Here are 5 legal considerations every new entrepreneur should be aware of.
Choosing your structure
One of the first and most important decisions you will need to make is in what legal form your business will operate. The 3 most common registration options in the UK are sole trader, partnership and limited company, and all three have advantages and disadvantages. Starting up as a sole trader is often simplest and gives you the ability to withdraw money from the business as you see fit. But there’s no distinction between you as an individual and your business, and you could be left personally exposed to liability should any issues arise. If you choose the limited company route your liability will be limited to your business assets, but you’ll likely have heavier costs and administration to contend with. Also consider that different business structures have different tax requirements. Whatever you choose, your legal responsibilities will be different as will the degree of protection you have if you are sued, so make sure you choose the one that fits your business and your goals best.

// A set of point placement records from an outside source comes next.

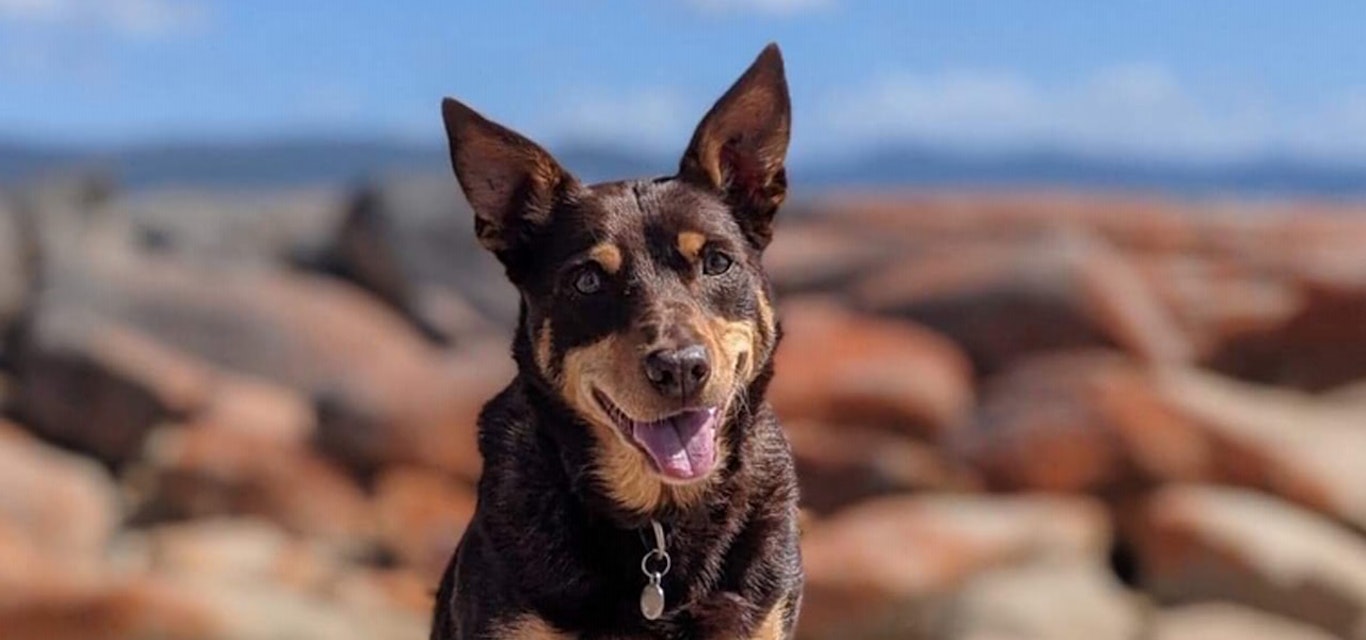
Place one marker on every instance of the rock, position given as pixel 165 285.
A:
pixel 840 367
pixel 17 266
pixel 189 609
pixel 885 568
pixel 1004 302
pixel 224 550
pixel 1220 299
pixel 842 464
pixel 422 516
pixel 1090 422
pixel 1200 543
pixel 1302 448
pixel 1230 622
pixel 381 393
pixel 260 408
pixel 228 228
pixel 820 257
pixel 1023 603
pixel 64 505
pixel 407 235
pixel 130 610
pixel 1317 347
pixel 126 382
pixel 205 471
pixel 1101 423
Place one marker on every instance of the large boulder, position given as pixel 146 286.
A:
pixel 1003 302
pixel 411 243
pixel 847 369
pixel 1230 622
pixel 1200 545
pixel 99 386
pixel 1302 448
pixel 842 464
pixel 381 393
pixel 421 517
pixel 1090 422
pixel 63 505
pixel 889 566
pixel 205 470
pixel 1023 603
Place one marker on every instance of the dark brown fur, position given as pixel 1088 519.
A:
pixel 564 501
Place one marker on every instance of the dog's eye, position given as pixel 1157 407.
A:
pixel 715 262
pixel 588 281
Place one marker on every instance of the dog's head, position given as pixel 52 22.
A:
pixel 645 307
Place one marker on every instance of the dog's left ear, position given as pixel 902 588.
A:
pixel 741 146
pixel 511 183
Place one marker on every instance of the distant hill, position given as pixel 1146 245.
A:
pixel 332 161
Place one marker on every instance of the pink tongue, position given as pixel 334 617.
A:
pixel 683 446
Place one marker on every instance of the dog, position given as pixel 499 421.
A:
pixel 635 482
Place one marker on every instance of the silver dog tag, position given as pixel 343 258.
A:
pixel 652 601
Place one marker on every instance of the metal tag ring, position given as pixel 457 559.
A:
pixel 659 556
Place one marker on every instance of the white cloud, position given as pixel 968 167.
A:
pixel 649 119
pixel 1130 111
pixel 133 18
pixel 771 7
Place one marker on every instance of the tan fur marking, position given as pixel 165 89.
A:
pixel 622 468
pixel 544 341
pixel 608 255
pixel 690 244
pixel 736 341
pixel 527 628
pixel 772 625
pixel 768 321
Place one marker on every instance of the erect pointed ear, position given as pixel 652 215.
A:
pixel 511 183
pixel 741 146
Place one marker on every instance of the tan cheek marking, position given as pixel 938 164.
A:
pixel 736 340
pixel 691 243
pixel 767 320
pixel 608 255
pixel 527 628
pixel 623 471
pixel 544 341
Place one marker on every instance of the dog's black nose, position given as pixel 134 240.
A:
pixel 678 373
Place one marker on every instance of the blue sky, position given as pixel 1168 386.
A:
pixel 1160 78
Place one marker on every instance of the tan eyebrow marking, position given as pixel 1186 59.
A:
pixel 608 255
pixel 691 243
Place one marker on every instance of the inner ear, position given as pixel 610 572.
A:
pixel 739 149
pixel 511 183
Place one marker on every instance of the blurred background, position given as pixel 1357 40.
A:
pixel 1074 292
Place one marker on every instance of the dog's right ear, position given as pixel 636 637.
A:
pixel 511 183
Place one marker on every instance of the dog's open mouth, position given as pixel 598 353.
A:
pixel 682 445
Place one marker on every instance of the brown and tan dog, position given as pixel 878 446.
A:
pixel 635 482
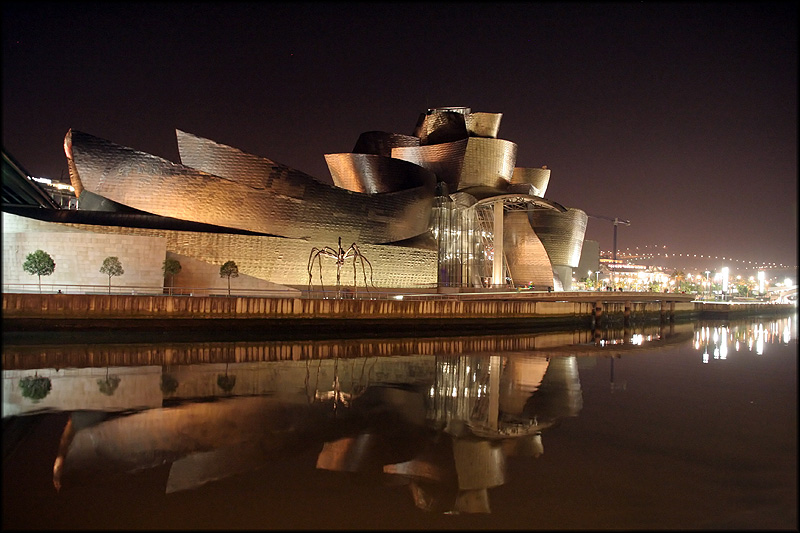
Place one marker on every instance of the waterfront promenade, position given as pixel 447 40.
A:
pixel 26 312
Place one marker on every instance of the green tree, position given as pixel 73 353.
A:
pixel 109 385
pixel 171 268
pixel 35 387
pixel 226 382
pixel 111 267
pixel 169 383
pixel 229 270
pixel 39 263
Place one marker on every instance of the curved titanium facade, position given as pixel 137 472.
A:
pixel 436 127
pixel 488 163
pixel 372 174
pixel 290 204
pixel 433 196
pixel 561 233
pixel 382 143
pixel 526 257
pixel 538 178
pixel 484 124
pixel 446 160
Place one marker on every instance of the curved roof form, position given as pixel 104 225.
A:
pixel 445 160
pixel 561 233
pixel 372 174
pixel 21 191
pixel 522 202
pixel 382 143
pixel 247 192
pixel 483 124
pixel 442 125
pixel 526 257
pixel 538 178
pixel 488 162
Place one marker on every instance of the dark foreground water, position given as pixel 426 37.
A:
pixel 683 426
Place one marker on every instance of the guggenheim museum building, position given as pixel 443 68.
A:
pixel 443 208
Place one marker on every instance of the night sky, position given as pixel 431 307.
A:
pixel 680 117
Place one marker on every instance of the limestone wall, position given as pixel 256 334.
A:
pixel 79 255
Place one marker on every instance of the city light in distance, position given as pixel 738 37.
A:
pixel 656 251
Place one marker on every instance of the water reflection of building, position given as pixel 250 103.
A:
pixel 448 449
pixel 445 206
pixel 442 425
pixel 717 341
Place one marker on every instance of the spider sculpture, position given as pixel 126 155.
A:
pixel 340 256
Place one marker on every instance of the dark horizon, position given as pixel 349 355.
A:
pixel 681 118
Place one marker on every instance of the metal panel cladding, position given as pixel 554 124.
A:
pixel 526 257
pixel 484 124
pixel 251 193
pixel 436 127
pixel 561 233
pixel 537 177
pixel 488 163
pixel 382 143
pixel 374 174
pixel 445 160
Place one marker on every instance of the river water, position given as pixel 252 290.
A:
pixel 691 425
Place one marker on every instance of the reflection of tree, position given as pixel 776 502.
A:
pixel 168 383
pixel 226 382
pixel 35 387
pixel 108 386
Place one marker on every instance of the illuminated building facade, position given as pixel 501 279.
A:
pixel 443 207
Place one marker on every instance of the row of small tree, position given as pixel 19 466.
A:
pixel 40 263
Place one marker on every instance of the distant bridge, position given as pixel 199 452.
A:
pixel 783 295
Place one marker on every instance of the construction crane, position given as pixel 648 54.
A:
pixel 617 222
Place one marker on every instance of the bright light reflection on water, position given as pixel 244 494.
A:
pixel 687 426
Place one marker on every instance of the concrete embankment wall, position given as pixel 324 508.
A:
pixel 25 311
pixel 95 306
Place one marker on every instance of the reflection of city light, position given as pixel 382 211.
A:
pixel 760 342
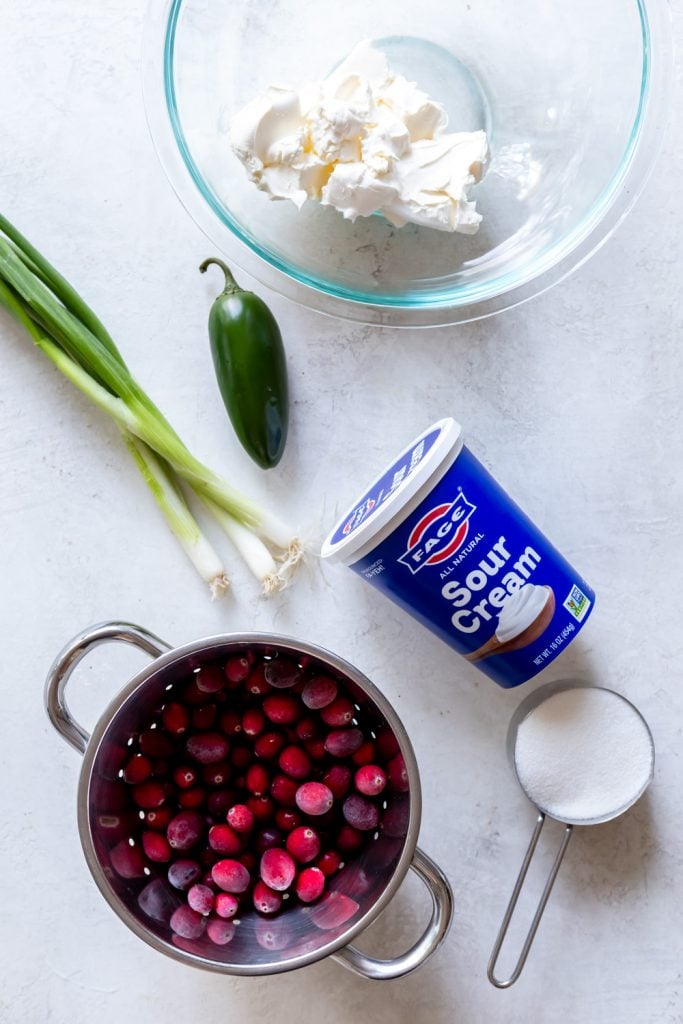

If you plan to go into business with another person, no matter who they are, you will need a founder’s agreement. Differences over business have destroyed many friendships and familial relationships. These agreements will clearly set the authority of each partner, what their responsibilities are, how matters of equity are handled and how disputes should be dealt with. It should also cover what happens should a partner exit the business. If things go badly wrong then you’ll probably have to hire a lawyer but cementing your legal business partnership at the outset is invaluable and protects all partners.
If you are going to be employing someone, you need to get an understanding of employment law. In the digital era, it is tempting to download basic employment contracts from the internet; but avoid this at all costs. Employment law can be a minefield. There are all manner of hurdles to navigate – to name but a few, parental leave, disciplinary issues, staff renumeration and health and safety. You also need comprehensive terms of employment to provide essential protections covering confidential information and the safeguarding of your client base. Many businesses have been wrecked by ex-employees mining their old company for customers and clients. Always remember, when it comes to staff, they must be treated fairly and equally in the eyes of the law. You risk long and costly tribunals and court cases otherwise!
You need to be certain that your company owns what it needs for its operations. At the outset you will need to be sure that your company name, domain address, logos, product names and any promotional materials don’t create issues with another company’s intellectual property. You should look to trademark logos and names to protect your brand, and if your product or service is unique or involves technology you have invented, then you should look at patents before you go to market. Non-disclosure agreements with suppliers, clients, customers and staff are also a must when handling confidential information to ensure your intellectual property is safeguarded.
Many businesses these days need to contend with a multitude of digital laws and regulations, and if your business will operate online, you will too. Getting a handle on the Privacy and Electronic Communications Regulations is a must if you plan to send marketing emails, texts and even faxes to your customers. If handling customer data is part of your business, you’ll need to comply with the General Data Protection Regulations, or as you probably know it – GDPR. You need to make sure you stay on the right side of the law at all times – organisations that ignore their obligations will have action taken against them by the relevant authorities.